Эта жуткая новость мгновенно обошла всех бойцов "Вотана". Несмотря на то, что Стервятник предпринимал отчаянные усилия, чтобы сохранить дисциплину, его бойцы точно с цепи сорвались. Они содрали обмазанные известкой доски, покрывавшие деревенский канализационный отстойник, и согнали к нему всех жителей деревни. В следующую секунду они стали толкать их прямо в зловонную коричнево-зеленоватую жижу. Мужчины, женщины, дети - все полетели вниз. Тех, кто не тонул сразу и отчаянно барахтался на поверхности, эсэсовцы добивали прикладами. Размозжив этим людям головы, они смотрели, как их истерзанные тела погружаются в вонючую жижу отстойника.

В это время обследовавшие колхозный амбар эсэсовцы наткнулись на комиссара.

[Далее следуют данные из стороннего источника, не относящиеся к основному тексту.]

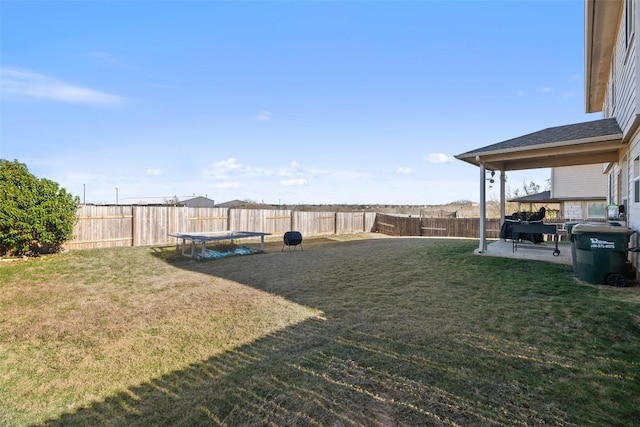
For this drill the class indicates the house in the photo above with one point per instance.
(578, 193)
(188, 201)
(612, 71)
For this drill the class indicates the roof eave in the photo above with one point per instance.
(601, 24)
(476, 155)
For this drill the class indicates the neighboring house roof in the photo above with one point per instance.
(545, 197)
(591, 142)
(169, 200)
(232, 204)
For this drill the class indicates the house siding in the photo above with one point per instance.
(575, 182)
(621, 94)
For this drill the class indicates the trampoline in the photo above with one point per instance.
(194, 239)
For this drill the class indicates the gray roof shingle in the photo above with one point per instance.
(572, 132)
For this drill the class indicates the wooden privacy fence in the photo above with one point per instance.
(108, 226)
(436, 227)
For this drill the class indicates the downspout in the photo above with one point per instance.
(483, 208)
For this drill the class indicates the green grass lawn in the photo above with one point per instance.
(358, 333)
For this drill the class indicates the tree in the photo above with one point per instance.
(36, 215)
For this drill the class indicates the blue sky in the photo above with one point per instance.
(282, 102)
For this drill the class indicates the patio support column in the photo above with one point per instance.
(503, 179)
(483, 209)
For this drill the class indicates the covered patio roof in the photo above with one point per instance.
(598, 141)
(545, 197)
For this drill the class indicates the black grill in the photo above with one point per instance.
(292, 238)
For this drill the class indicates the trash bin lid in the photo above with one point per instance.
(600, 228)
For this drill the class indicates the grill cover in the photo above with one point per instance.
(292, 238)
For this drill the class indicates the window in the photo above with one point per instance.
(596, 210)
(628, 21)
(636, 180)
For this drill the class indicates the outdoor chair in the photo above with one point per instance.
(292, 238)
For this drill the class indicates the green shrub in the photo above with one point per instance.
(36, 215)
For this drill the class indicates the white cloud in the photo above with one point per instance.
(298, 182)
(154, 172)
(228, 185)
(26, 83)
(439, 158)
(224, 169)
(263, 115)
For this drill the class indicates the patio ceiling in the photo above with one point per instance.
(585, 143)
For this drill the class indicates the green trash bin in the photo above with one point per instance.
(601, 253)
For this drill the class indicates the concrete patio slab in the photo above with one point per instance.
(538, 251)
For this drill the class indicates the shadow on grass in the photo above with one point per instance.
(391, 351)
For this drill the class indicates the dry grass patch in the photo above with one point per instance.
(81, 326)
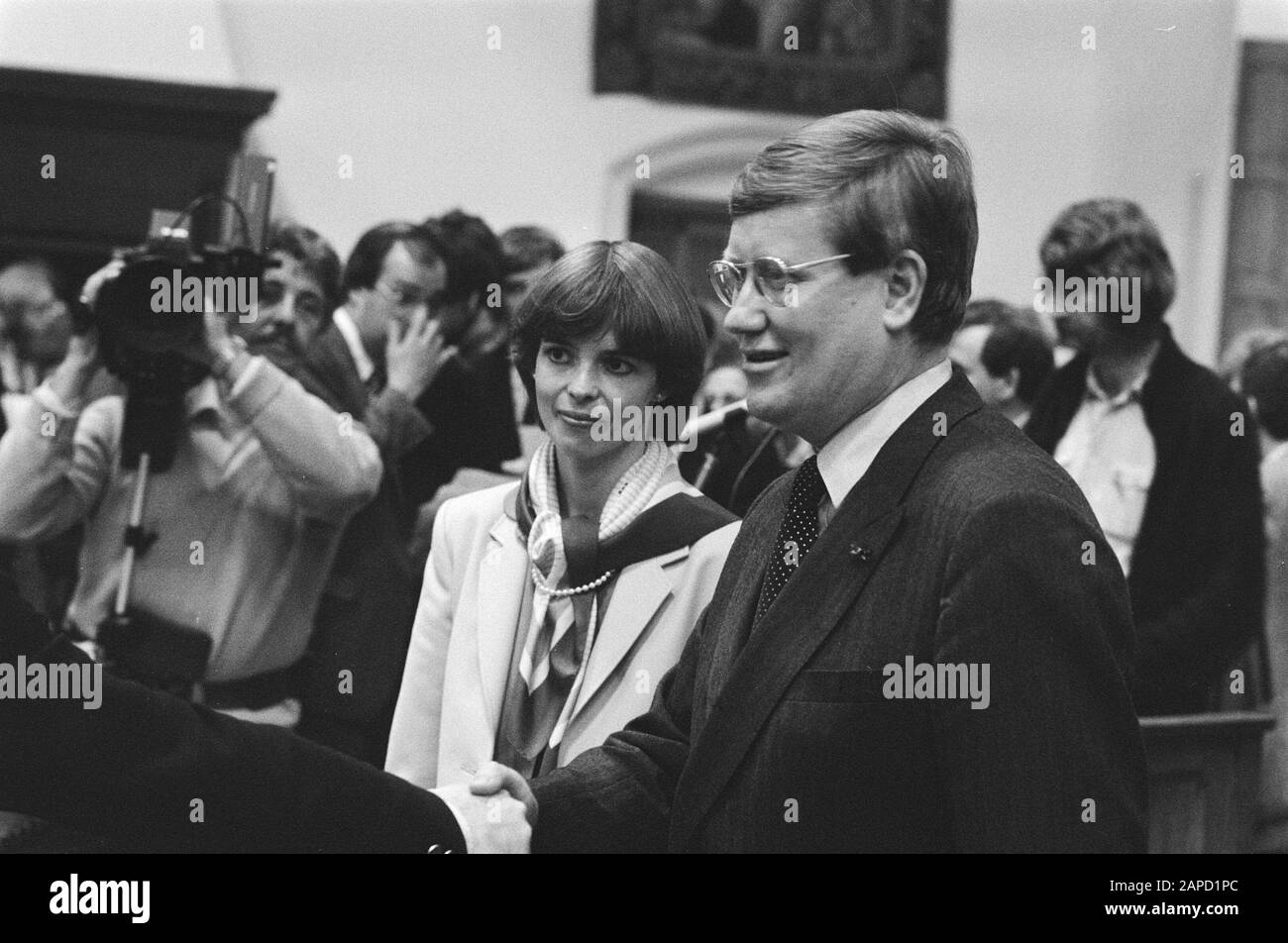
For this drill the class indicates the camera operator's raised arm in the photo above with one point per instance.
(326, 462)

Они грубо выволокли этого толстого черноволосого мужчину наружу. Вне себя от ужаса, он бормотал:

- Только не стреляйте… прошу вас, только не стреляйте!

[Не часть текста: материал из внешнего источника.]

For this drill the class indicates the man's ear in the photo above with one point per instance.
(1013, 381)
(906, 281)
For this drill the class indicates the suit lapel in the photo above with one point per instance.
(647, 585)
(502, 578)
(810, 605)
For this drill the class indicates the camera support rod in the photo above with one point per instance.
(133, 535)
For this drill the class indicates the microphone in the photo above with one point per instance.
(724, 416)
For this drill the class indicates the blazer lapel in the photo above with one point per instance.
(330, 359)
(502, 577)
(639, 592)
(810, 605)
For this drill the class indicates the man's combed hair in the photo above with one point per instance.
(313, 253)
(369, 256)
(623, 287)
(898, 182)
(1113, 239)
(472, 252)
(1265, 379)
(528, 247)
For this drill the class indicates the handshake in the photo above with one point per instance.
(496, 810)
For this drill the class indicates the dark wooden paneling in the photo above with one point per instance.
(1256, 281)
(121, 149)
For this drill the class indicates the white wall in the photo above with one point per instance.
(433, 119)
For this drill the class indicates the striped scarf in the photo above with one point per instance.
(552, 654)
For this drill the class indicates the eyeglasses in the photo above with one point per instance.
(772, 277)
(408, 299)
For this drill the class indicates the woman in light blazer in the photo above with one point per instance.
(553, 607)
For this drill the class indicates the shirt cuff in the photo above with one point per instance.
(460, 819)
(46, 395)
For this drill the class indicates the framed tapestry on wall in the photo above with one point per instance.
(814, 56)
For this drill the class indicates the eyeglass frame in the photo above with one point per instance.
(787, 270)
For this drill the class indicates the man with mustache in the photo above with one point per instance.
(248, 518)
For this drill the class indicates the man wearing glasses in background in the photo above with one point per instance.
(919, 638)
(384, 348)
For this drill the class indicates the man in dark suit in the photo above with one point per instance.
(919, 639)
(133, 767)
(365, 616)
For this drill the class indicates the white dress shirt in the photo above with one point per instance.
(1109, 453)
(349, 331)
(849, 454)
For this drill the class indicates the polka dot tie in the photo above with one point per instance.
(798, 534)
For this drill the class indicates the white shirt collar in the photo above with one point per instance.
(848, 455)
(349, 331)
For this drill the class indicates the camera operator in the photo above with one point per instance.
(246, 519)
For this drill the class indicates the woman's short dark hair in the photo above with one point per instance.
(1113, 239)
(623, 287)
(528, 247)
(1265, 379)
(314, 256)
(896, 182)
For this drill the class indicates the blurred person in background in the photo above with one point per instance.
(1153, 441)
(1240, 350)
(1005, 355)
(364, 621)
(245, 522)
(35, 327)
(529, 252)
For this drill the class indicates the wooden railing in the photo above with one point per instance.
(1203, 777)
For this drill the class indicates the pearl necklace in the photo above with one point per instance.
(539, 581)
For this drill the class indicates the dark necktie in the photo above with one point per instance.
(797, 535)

Эсэсовцы уставились на его жирную физиономию и жесткие курчавые волосы.

- Э, да ты, похоже, жид, - протянул один из бойцов "Вотана".

- Нет, нет! - в панике закричал комиссар.

- Не ври, жид! - грубо заорали эсэсовцы. - Лучше признайся сразу.

- Нет, нет, что вы! - лепетал комиссар.

- Давайте просто спустим ему штаны и посмотрим, обрезан он или нет, - решительно предложил один из ССманнов.

- Да, да! - загалдели эсэсовцы. - Спустить с него штаны!

С комиссара стащили штаны. Под ними показалось шелковое нижнее белье.

- Ну что ж, - произнес грузный роттенфюрер, - сейчас посмотрим!

Кончиком штыка он приспустил трусы комиссара и присвистнул:

- Ну вот, он обрезан - так, как и полагается у евреев.

- Нет, нет! - заверещал комиссар. - Это была операция.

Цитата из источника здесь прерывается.